Back in ’85, while assigned to the 193rd HQs in Panama, our admin officer, a major, kept a jar of candy on his desk. Eventually he grew tired of people helping themselves without ever offering to replenish is supply and replaced the candy with what he told me was Panamanian beef jerky. He offered me some and I passed because as I told him it looked like the doggie treats I gave my hounds. He gave me a knowing look and we let the matter drop. During the day several people sampled the “beef jerky”. Finally the colonel stopped by to talk with the major and helped himself to a piece and it was all I could do to keep from laughing. The “jerky” disappeared in to a drawer as soon as the colonel left and was never seen again.

Al T.

In IOBC many years ago, one of our Arabic students cleverly purchased a can of fish as he wasn’t happy with the C rations. Since he couldn’t read english, he shopped by the pictures on the cans labels. Can you imagine how bad canned cat food smells on a hot Georgia afternoon? 😉

Roger in Republic

I too met one of the Hickam B 17 pilots.
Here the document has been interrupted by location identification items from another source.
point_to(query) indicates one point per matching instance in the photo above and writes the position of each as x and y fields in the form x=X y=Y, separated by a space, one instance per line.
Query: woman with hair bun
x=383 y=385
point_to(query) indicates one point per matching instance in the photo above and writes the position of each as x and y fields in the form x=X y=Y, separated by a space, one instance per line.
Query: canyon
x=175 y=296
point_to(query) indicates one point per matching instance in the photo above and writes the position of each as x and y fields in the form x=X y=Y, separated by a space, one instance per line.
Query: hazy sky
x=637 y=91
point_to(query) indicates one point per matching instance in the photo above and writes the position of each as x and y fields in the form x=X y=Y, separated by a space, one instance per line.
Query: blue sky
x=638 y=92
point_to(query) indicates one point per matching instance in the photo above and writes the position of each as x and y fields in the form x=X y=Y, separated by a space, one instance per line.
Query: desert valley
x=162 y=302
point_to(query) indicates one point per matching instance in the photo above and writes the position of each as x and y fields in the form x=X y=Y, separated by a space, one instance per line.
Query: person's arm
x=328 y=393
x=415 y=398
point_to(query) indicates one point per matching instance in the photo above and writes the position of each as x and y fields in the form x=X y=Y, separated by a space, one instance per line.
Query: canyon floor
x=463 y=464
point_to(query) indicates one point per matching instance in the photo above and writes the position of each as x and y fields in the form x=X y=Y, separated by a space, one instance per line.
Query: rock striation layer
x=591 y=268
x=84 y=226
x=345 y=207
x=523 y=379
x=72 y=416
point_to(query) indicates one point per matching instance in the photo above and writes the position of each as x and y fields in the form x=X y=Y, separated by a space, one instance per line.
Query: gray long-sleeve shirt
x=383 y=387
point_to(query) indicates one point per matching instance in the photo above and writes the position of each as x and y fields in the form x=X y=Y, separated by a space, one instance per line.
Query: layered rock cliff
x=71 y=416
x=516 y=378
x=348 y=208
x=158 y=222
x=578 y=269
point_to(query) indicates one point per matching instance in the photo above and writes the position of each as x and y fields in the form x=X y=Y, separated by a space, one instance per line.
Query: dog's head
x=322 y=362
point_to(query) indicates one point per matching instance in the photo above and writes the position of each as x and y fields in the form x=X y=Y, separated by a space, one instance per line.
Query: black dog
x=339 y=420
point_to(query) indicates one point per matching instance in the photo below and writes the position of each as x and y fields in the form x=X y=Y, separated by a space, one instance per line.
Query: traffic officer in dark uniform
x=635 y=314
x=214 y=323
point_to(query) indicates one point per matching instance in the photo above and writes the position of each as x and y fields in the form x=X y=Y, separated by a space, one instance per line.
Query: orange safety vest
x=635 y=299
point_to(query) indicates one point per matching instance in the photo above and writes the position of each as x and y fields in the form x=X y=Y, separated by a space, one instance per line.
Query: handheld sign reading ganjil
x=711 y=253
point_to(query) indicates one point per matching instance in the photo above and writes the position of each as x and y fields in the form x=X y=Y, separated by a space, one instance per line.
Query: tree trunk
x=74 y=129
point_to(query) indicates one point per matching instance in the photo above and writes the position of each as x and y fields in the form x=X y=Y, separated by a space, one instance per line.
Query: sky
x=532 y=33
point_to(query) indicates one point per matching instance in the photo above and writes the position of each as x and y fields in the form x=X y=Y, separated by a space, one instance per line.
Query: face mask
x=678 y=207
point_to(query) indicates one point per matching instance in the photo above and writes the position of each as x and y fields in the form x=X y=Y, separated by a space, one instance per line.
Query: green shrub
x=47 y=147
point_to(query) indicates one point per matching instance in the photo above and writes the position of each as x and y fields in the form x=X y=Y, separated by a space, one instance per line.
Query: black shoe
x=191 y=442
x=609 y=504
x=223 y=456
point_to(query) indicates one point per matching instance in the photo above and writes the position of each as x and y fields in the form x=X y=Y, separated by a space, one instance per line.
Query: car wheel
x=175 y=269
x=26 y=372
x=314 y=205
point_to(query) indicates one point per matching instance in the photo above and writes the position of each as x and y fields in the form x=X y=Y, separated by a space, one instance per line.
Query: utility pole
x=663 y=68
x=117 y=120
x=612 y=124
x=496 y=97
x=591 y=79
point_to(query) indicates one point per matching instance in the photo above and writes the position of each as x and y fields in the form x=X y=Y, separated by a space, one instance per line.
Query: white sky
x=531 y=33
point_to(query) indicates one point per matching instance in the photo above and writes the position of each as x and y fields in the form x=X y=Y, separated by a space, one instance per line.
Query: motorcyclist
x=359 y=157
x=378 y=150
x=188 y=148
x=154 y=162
My wife was working at our local hospital (Pyallup WA) I had to drop her car off and when I went up to her floor she said I might like to talk to one of her patients. We stated talking about solar heating, I noticed a WW II officers cap with a hundred mission crush sitting in the window sill. Turns out that he was piloting one of the Forts that arrived over Hickam field on that Sunday morning. He diverted to an aux.fighter field on the north end of Oahu. The field was a short 1000 or 1200 feet and he ended up in a pineapple field. He continued to fly in the Pacific and had several hundred photo recon missions. He left the army and went on to fly for an airline. It was on December 7, 1981, 40 years to the day that his war started. My wife told me later that he died just a few days after we talked. It was a true honor to meet and talk with him that day.

William Marcum

I’m living in a subdivision off the back gate of NAS Pensacola right now. Was probably a lot nicer in the 70’s.